So for getting around that problem after summing your Counter you can use Counter.update in order to get the desire output. It works like dict.update() but adds counts instead of replacing them.

为了解决这个问题你可以使用计数器。更新以获得期望输出。它的工作方式类似于dict.update()，但是添加计数而不是替换它们。

In [24]: A.update(B)

In [25]: A
Out[25]: Counter({'d': 5, 'b': 5, 'a': 1, 'c': -1})

7  

import itertools
import collections

dictA = {'a':1, 'b':2, 'c':3}
dictB = {'b':3, 'c':4, 'd':5}

new_dict = collections.defaultdict(int)
for k, v in itertools.chain(dictA.iteritems(), dictB.iteritems()):
    new_dict[k] += v

print dict(new_dict)

# OUTPUT
{'a': 1, 'c': 7, 'b': 5, 'd': 5}

OR

或

Alternative you can use Counter as @Martijn has mentioned above.

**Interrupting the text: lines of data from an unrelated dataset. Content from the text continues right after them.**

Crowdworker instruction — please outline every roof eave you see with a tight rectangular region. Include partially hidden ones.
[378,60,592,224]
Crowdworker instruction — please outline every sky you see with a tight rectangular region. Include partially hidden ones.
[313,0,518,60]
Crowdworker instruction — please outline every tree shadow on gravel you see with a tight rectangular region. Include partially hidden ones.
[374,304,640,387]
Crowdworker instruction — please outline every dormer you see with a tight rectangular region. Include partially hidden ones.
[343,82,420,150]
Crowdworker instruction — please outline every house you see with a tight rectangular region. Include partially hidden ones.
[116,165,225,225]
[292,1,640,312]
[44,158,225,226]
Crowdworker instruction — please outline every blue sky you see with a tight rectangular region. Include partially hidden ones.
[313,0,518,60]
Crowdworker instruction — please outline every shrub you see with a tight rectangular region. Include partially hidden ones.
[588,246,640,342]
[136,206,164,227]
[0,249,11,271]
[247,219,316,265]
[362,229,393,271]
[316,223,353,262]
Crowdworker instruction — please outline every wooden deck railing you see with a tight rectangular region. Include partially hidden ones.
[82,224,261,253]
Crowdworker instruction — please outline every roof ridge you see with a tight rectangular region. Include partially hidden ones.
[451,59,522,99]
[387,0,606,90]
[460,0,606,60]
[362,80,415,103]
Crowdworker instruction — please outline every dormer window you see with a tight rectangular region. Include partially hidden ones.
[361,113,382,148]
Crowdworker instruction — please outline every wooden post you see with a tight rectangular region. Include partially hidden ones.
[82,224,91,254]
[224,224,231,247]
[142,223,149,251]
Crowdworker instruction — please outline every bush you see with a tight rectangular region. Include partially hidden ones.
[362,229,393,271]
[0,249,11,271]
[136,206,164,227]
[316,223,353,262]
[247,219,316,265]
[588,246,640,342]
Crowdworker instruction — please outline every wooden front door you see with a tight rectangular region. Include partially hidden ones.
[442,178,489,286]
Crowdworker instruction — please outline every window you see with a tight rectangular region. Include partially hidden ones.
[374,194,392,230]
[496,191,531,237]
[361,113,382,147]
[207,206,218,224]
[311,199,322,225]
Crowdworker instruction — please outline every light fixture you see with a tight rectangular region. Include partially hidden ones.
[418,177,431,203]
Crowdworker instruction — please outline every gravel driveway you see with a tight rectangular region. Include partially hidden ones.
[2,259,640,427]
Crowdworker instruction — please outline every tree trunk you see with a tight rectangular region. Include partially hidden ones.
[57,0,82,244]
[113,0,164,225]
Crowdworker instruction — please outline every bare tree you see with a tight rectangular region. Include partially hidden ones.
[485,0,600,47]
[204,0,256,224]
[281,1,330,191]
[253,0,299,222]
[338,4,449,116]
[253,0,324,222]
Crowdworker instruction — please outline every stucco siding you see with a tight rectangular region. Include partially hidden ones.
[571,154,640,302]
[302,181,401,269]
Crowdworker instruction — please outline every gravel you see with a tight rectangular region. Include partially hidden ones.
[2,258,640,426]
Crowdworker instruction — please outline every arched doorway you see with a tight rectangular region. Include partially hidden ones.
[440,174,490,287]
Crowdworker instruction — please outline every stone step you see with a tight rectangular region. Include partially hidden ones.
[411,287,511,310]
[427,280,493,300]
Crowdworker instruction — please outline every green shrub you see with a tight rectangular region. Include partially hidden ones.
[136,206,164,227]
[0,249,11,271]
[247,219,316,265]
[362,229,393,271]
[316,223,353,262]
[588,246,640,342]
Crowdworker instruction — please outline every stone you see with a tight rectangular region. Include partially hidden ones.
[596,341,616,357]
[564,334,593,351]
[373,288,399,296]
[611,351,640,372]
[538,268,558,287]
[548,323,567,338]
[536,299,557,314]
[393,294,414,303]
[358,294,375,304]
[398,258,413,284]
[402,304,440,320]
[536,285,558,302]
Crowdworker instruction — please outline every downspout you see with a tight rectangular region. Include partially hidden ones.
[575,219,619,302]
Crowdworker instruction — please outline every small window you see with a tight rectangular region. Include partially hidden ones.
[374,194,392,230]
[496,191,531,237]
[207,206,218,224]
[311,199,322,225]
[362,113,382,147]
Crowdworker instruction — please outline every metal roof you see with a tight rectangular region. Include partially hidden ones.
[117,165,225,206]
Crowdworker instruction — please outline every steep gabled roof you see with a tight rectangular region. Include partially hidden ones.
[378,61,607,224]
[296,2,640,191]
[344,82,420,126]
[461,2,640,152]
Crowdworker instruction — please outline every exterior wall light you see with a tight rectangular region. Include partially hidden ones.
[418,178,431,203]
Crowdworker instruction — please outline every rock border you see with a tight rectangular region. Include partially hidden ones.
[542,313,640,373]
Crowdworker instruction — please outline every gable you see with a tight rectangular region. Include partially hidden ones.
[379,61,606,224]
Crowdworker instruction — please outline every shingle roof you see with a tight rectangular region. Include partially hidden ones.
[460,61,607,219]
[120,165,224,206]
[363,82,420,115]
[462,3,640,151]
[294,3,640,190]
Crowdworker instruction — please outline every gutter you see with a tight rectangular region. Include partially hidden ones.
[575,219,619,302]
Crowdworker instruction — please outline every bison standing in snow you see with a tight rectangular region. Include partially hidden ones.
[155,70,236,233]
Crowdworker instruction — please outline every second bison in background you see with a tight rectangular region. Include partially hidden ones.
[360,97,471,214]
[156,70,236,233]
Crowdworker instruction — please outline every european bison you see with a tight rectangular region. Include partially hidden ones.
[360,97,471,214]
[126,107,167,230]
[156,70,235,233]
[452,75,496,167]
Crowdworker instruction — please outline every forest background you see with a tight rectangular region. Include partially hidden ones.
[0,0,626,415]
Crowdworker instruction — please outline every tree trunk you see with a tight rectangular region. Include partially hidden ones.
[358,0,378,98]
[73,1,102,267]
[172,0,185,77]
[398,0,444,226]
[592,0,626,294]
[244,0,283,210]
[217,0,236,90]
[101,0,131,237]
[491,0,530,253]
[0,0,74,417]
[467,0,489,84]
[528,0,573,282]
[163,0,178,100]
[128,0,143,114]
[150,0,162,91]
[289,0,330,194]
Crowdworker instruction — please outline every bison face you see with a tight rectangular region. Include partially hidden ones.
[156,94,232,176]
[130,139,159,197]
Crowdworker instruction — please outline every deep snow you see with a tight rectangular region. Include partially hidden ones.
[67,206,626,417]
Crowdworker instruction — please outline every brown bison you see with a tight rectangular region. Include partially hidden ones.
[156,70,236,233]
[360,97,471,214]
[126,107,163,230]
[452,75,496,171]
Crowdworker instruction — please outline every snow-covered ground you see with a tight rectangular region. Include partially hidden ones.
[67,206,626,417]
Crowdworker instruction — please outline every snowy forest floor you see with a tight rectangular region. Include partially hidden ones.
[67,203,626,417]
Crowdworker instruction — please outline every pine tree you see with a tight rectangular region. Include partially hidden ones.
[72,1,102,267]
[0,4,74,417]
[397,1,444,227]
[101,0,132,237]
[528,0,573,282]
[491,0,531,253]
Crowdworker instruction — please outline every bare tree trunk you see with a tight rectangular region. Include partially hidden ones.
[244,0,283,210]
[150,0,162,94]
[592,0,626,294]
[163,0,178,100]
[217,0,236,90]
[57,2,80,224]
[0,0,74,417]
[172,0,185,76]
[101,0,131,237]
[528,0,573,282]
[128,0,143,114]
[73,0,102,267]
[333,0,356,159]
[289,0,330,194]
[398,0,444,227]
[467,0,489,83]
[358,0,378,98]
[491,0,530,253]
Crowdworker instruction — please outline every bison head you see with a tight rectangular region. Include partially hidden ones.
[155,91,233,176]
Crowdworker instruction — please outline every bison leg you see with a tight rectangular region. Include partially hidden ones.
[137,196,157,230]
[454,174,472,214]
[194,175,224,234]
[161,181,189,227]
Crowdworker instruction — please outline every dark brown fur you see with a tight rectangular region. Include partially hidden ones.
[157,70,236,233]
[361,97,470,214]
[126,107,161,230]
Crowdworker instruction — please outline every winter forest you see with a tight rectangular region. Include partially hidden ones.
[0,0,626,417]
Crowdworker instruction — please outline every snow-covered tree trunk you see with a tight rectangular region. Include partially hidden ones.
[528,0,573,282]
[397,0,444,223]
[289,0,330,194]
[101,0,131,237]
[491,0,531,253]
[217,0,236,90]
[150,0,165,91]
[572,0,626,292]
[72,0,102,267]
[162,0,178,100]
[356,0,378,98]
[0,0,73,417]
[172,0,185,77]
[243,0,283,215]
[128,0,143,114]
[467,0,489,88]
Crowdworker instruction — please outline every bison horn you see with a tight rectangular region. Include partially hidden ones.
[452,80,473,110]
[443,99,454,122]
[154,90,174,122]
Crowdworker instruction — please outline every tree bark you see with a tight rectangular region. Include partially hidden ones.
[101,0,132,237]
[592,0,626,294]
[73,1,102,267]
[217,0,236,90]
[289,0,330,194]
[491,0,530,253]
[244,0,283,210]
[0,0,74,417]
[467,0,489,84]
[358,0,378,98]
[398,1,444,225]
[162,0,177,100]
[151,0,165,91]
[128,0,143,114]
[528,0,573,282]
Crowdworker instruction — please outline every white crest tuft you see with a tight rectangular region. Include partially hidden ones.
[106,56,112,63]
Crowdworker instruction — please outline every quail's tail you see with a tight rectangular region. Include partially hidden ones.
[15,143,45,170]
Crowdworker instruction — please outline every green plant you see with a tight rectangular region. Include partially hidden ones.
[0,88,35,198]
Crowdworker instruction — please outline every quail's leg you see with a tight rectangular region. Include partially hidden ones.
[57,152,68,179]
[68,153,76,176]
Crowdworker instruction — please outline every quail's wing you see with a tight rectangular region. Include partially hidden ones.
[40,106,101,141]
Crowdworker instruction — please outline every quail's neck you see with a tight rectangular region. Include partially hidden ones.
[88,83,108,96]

您可以使用Counter作为上面提到的@Martijn。

6  

For a more generic and extensible way check mergedict. It uses singledispatch and can merge values based on its types.

要获得更通用和可扩展的方法，请检查mergedict。它使用singledispatch并根据其类型合并值。

Example:

例子:

from mergedict import MergeDict

class SumDict(MergeDict):
    @MergeDict.dispatch(int)
    def merge_int(this, other):
        return this + other

d2 = SumDict({'a': 1, 'b': 'one'})
d2.merge({'a':2, 'b': 'two'})

assert d2 == {'a': 3, 'b': 'two'}

3  

Additionally, please note a.update( b ) is 2x faster than a + b

另外,请注意。更新(b)比a + b快2x

from collections import Counter
a = Counter({'menu': 20, 'good': 15, 'happy': 10, 'bar': 5})
b = Counter({'menu': 1, 'good': 1, 'bar': 3})

%timeit a + b;
## 100000 loops, best of 3: 8.62 µs per loop
## The slowest run took 4.04 times longer than the fastest. This could mean that an intermediate result is being cached.

%timeit a.update(b)
## 100000 loops, best of 3: 4.51 µs per loop

3  

From python 3.5

In this version you can do so:

在本版本中，您可以这样做:

a = {'a': 1, 'b': 2, 'c': 3}
b = {'b': 3, 'c': 4, 'd': 5}
c = {**a, **b}

>>> c
{'a': 1, 'b': 3, 'c': 4, 'd': 5}

Another way

dic1 = {'one':1,'two':2}
dic2 = {'three':3,'four':4}

dic1U2 = {}
for i in dic1.keys():
    dic1U2[i] = dic1[i]

for i in dic2.keys():
    dic1U2[i] = dic2[i]

print(dic1U2)

output:

输出:

{'one': 1, 'two': 2, 'three': 3, 'four': 4}

And ... another way eay to read

a = {'a': 1, 'b': 2, 'c': 3}
b = {'b': 3, 'c': 4, 'd': 5}

for eachkey in b:
    a[eachkey] = b[eachkey]

print(a)

output:

输出:

{'a': 1, 'b': 3, 'c': 4, 'd': 5}

2  

def merge_with(f, xs, ys):
    xs = a_copy_of(xs) # dict(xs), maybe generalizable?
    for (y, v) in ys.iteritems():
        xs[y] = v if y not in xs else f(xs[x], v)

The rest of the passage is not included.